State Sen. Linda Berglin, DFL-Minneapolis, pointed out that the cuts are set to take effect next March, just three weeks after the Legislature reconvenes for its 2010 session. She told dozens of people at the House Health and Humans Services Policy and Oversight Committee that there simply may not be enough time.

"I have no idea. If I had a great master plan, in my hip pocket, I'd whip it out and say, oh, look, this isn't so hard," she said.

She urged her fellow lawmakers and the health and state at HCMC to come up with a list of where else in the state they could find $400 million to pay for health care for the poor.

But officials are eyeing ideas, too, and hinted at some of them at today's hearing.

Hennepin County Board Chairman Mike Opat said that the county's hospital won't turn the needy away, but property tax payers may have to pick up more of the burden for their care.

Rep. Julie Bunn, DFL-Lake Elmo, suggested that as many as one-third of Minnesotans in their 20s might be eligible for cheap insurance for catastrophic care they could buy in the private market for less than $1,000 a year.

Committee chair Rep. Paul Thissen, D-Minneapolis, said there may be other programs, like housing or social services, that could avert some of the need for health care among the poor.

He also offered some other proposals, like paring back the overall benefit levels offered to the poor and getting more people signed up for Supplemental Security Income, a federal program for the disabled and elderly.

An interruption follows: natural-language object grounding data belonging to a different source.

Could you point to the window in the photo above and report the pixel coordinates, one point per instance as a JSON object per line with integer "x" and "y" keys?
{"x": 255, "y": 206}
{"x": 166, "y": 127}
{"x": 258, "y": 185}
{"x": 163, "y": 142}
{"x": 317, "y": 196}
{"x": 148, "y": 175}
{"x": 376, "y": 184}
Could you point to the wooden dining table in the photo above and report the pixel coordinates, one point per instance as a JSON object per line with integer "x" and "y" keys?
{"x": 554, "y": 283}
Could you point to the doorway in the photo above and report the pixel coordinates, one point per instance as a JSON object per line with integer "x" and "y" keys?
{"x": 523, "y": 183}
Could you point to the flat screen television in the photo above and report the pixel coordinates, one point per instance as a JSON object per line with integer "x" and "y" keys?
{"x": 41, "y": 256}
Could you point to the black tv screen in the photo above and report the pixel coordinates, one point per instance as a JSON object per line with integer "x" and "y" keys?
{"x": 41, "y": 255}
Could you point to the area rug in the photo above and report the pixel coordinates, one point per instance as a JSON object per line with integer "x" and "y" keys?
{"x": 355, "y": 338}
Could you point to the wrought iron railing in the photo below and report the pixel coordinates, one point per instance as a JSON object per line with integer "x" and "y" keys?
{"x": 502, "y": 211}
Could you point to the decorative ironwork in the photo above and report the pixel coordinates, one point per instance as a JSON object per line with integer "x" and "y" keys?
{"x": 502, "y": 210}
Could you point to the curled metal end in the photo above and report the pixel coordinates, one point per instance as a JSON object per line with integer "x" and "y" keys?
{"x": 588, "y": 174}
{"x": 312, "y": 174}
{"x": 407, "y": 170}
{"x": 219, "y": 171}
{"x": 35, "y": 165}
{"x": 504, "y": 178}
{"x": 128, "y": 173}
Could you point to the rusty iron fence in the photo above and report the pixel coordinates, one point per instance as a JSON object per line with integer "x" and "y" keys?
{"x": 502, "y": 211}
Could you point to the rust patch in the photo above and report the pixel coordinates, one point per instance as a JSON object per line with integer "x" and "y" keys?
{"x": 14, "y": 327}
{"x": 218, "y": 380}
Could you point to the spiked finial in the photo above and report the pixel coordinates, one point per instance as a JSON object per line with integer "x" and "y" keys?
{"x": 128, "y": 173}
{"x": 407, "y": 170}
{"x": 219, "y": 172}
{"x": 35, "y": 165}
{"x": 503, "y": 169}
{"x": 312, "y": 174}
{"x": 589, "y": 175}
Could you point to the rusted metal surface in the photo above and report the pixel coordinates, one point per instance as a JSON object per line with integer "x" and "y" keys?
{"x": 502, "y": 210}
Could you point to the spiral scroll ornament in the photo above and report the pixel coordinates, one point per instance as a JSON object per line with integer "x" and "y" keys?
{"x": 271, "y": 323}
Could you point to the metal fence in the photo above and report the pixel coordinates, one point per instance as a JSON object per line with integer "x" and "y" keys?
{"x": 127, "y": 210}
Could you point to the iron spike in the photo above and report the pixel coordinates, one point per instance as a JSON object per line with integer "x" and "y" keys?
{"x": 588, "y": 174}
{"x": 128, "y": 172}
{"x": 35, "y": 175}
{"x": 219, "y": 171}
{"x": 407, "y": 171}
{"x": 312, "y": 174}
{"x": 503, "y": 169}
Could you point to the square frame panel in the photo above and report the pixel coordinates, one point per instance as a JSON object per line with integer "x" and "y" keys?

"And you know the governor proposed putting this uncompensated care, reducing funding significantly but putting an uncompensated care pool in place so that the money would not go toward insurance, and getting insurance so the individuals and just having a pool of money that would support places like HCMC or community clinics," Thissen said.

"We've kind of gotten mixed reviews to that kind of thought, because there is a benefit to getting people insured once they leave the hospital doors."

State and health officials have eight months to come up with a plan B. The existing money officially runs out Feb. 28.